Penélope



Si no me contemplo en el espejo, me olvido de la paciente Penélope.
Penélope teje delicado y abundante encaje, para el que precisa hilo blanco de luna.
Será por eso que atesora seda blanca entretejida entre mi pelo azabache.
Esta Penélope, siempre tejiendo, siempre deshaciendo.
Cuando no estoy frente al espejo, olvido que Penélope aguarda a Ulises y entretiene la espera.
Teje líneas, arrugas, zigzags. Profundas muescas junto a la boca, columpios atrevidos en el cuello.
Desteje curvas, desploma redondeces, blanquea cabellos, arruina el porte.
Así es Penélope: incansable y paciente.
Si no tengo un espejo, me despreocupo de su trabajo.
Hasta que veo a otra o a otro.
Observo la línea del mentón que se deshace.
Los pliegues de piel en las manos, olas de mar antiguo lleno de pequeñas barquichuelas marrones.
E, ingenua, espero que Penélope se haya instalado a tejer en otra torre.
Me equivoco, claro.
Con un punto de miedo y anhelo de que no sea cierto, me contemplo.

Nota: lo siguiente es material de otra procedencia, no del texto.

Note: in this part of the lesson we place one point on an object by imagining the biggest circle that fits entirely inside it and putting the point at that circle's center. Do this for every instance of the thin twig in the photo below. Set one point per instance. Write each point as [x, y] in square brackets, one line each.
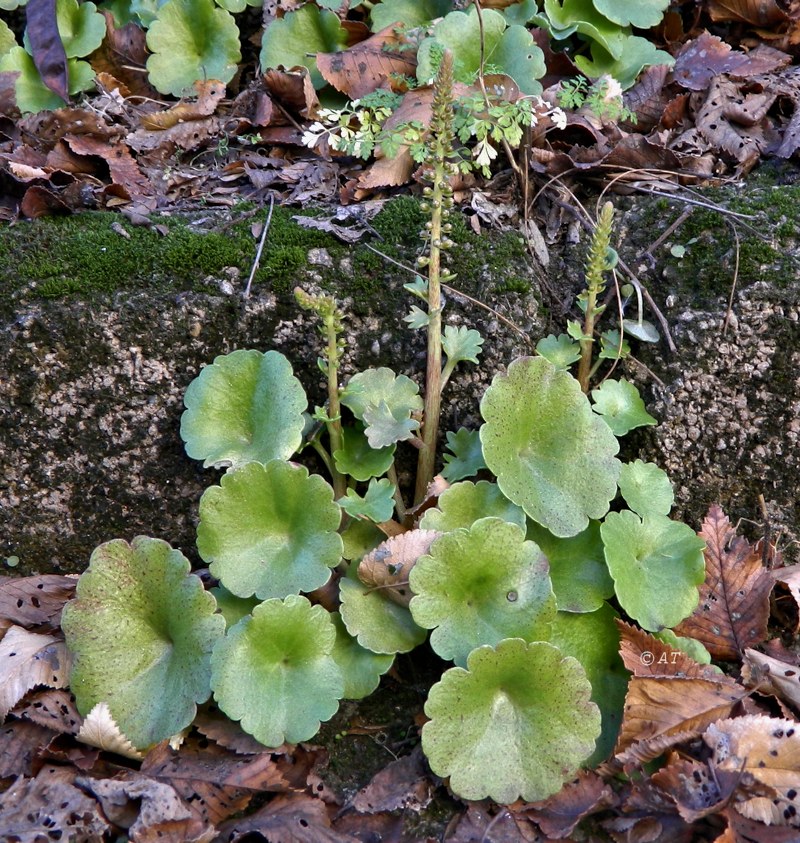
[261, 242]
[684, 215]
[729, 311]
[454, 292]
[631, 276]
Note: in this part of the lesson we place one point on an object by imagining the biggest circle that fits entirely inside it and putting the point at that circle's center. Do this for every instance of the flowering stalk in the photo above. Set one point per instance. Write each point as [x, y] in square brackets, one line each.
[596, 264]
[439, 200]
[332, 326]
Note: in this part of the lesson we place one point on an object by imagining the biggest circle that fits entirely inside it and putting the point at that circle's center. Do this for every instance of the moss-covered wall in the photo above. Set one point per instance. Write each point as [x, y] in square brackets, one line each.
[103, 325]
[100, 333]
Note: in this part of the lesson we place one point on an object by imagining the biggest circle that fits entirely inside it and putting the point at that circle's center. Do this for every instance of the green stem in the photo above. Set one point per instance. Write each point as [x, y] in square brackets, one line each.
[399, 503]
[440, 199]
[334, 424]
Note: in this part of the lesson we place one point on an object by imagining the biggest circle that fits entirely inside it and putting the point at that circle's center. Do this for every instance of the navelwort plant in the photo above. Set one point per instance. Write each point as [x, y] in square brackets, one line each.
[511, 573]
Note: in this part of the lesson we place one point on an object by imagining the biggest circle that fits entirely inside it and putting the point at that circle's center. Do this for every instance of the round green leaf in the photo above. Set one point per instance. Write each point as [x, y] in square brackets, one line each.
[296, 38]
[550, 453]
[517, 723]
[656, 564]
[465, 458]
[481, 585]
[379, 624]
[30, 92]
[358, 459]
[411, 13]
[562, 351]
[270, 530]
[593, 639]
[578, 569]
[141, 633]
[246, 406]
[460, 32]
[464, 503]
[191, 40]
[372, 387]
[361, 668]
[624, 58]
[646, 488]
[376, 505]
[231, 607]
[275, 671]
[642, 14]
[621, 406]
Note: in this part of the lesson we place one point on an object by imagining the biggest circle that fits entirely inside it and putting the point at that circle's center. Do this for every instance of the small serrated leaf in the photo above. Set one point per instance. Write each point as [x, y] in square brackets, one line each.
[466, 455]
[384, 428]
[461, 344]
[561, 351]
[621, 406]
[376, 505]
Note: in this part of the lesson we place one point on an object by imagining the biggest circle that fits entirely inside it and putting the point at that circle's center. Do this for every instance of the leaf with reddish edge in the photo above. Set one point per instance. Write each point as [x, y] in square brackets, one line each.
[47, 49]
[734, 599]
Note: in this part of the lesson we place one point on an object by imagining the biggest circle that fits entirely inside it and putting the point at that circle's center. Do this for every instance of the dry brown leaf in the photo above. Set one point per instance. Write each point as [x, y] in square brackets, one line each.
[558, 815]
[401, 785]
[368, 65]
[387, 566]
[645, 655]
[287, 819]
[122, 56]
[293, 90]
[769, 749]
[124, 170]
[699, 790]
[151, 811]
[53, 708]
[52, 802]
[700, 60]
[28, 659]
[734, 599]
[218, 783]
[714, 121]
[772, 676]
[35, 601]
[21, 745]
[100, 729]
[660, 712]
[209, 93]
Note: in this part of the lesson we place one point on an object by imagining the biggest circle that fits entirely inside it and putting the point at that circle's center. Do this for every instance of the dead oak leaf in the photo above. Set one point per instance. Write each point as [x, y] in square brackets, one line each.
[35, 601]
[28, 659]
[645, 655]
[769, 749]
[368, 65]
[772, 676]
[151, 810]
[50, 801]
[661, 712]
[734, 599]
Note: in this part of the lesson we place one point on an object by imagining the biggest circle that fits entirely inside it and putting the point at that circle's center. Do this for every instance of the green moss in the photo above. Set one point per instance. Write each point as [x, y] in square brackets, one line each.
[514, 285]
[400, 221]
[767, 237]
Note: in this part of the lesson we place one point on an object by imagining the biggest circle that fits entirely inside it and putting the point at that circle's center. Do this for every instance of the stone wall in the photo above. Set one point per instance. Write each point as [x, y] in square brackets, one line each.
[91, 392]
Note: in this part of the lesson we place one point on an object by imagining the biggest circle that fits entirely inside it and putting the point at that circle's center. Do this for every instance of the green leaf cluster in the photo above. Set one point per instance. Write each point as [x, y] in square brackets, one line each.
[511, 577]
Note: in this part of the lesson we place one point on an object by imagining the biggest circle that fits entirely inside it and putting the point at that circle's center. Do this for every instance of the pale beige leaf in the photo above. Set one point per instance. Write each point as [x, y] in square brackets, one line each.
[28, 659]
[100, 730]
[769, 749]
[772, 676]
[657, 708]
[387, 566]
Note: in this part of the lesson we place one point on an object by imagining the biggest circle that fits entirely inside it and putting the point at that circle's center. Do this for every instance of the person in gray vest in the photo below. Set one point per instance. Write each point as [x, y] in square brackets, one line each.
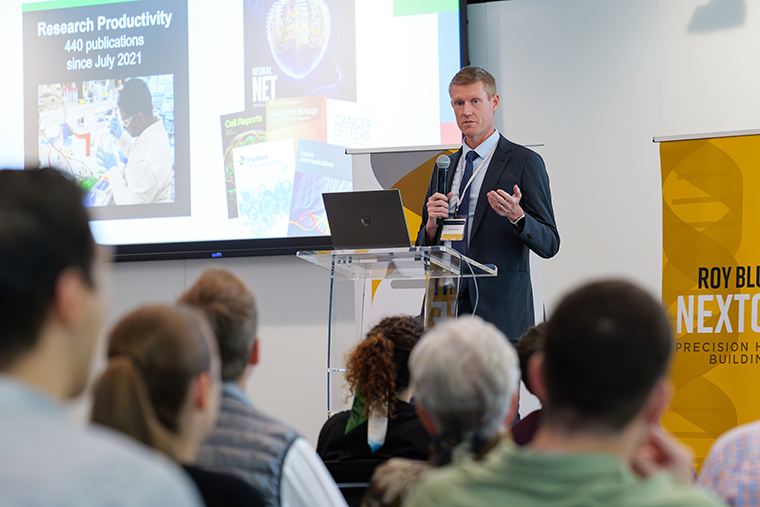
[271, 456]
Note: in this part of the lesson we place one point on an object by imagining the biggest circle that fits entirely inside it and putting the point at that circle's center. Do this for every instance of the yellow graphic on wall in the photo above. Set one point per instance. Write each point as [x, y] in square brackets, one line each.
[711, 284]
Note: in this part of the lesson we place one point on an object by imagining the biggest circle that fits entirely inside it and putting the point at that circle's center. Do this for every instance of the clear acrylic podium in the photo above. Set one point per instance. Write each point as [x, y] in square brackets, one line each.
[355, 275]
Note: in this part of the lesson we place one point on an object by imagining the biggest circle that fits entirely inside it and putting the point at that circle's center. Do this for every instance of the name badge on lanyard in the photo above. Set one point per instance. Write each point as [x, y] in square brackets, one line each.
[453, 229]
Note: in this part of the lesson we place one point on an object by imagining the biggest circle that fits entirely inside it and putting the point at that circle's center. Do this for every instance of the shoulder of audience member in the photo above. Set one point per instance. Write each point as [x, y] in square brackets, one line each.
[160, 480]
[440, 486]
[664, 492]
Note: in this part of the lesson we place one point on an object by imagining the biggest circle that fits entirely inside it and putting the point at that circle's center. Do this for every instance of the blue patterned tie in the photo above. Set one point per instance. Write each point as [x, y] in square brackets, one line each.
[464, 206]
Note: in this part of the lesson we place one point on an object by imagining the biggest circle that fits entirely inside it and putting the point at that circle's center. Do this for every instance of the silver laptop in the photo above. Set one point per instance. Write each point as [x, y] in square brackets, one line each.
[366, 219]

Y no vislumbro a Penélope, pero sí sus huellas.
En los festones que bordan mi mirada.
En la puntilla que adornará las comisuras de mi boca.
En la bruma que ciertos días viene a velar mis ojos.
Esta Penélope. Tanto trabajo aguardando a Ulises, mientras la vida pasa.
Salgo a la calle bajo el sol, para que se me calienten todos mis pespuntes.
Penélope, regocíjate con la luz de octubre, rompe tu espera y vive.
Y si, industriosa como eres,
pesarosa te sientes, culpable por abandonar el torreón,
ni siquiera por el consuelo de nadar en las aguas azules junto a las barcas marrones…,
ya lo haré yo.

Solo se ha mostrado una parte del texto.